A new report has found that Ireland has the highest pre-tax income inequality in Europe.
The ESRI study found that the Irish tax system does more than any other in the EU to offset this inequality – with Ireland around mid-table when it comes to the take-home pay gap.
The study finds that the broad base of the Universal Social Charge (USC) and the low entry-level for the higher rate of income tax are both “particularly progressive” when it comes to tackling income inequality.
Fianna Fáil has pledged to cut the main rate of USC from 4.5% to 3.5% if elected.
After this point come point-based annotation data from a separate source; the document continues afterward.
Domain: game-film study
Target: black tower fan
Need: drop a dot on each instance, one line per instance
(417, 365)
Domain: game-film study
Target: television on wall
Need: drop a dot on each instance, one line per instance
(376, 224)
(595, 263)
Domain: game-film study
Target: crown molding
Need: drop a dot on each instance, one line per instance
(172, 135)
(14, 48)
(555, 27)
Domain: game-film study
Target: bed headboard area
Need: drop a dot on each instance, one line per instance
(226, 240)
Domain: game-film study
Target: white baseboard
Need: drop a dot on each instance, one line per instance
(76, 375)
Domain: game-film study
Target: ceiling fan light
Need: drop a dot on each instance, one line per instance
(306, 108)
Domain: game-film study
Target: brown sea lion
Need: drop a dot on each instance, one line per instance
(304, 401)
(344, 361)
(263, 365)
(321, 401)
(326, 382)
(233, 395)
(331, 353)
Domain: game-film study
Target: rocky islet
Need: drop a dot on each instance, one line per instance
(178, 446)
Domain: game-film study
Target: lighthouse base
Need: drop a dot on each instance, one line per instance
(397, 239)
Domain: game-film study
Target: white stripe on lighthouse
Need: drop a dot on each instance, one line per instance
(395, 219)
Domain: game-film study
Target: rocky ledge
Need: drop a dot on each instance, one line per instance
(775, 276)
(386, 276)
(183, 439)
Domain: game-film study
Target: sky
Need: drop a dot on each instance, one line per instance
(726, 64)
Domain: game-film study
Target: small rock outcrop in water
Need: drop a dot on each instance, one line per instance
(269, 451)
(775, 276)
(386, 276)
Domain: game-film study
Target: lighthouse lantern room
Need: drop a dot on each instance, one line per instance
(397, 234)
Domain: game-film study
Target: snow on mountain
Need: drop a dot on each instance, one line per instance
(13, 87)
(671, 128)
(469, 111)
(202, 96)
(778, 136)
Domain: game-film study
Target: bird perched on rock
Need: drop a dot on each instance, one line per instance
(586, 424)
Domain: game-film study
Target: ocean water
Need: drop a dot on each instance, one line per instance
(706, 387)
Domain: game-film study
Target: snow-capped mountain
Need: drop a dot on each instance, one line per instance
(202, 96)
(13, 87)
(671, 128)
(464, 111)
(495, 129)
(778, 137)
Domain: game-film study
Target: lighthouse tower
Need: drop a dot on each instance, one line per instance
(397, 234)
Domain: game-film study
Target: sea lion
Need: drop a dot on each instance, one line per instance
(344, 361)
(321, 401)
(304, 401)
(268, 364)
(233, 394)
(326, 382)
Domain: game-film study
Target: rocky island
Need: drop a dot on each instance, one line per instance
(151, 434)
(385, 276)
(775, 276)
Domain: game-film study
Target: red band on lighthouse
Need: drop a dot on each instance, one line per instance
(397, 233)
It is also promising to increase the entry-level for the higher rate of income tax.
Fine Gael has also pledged to raise the entry-level for the higher rate of income tax.
Sinn Féin has promised to take one million workers out of the USC altogether by raising the entry-level for the tax to €30,000.
ESRI economist Dr Barra Roantree said the study examines how some taxes are redistributed to struggling households.
“It takes into account where the taxes are going and being redistributed back in to other households in the form of social welfare benefits or pensions,” he said.
“What it shows is that the Irish tax system does the most in the EU to reduce inequality from a point where we are one of the most unequal before taxes and welfare to one where we are in the middle of the league table.”
The report notes that pre-tax income inequality has increased in the last 30 years – with the top 10% of households now earning 2.6 times more than the average household.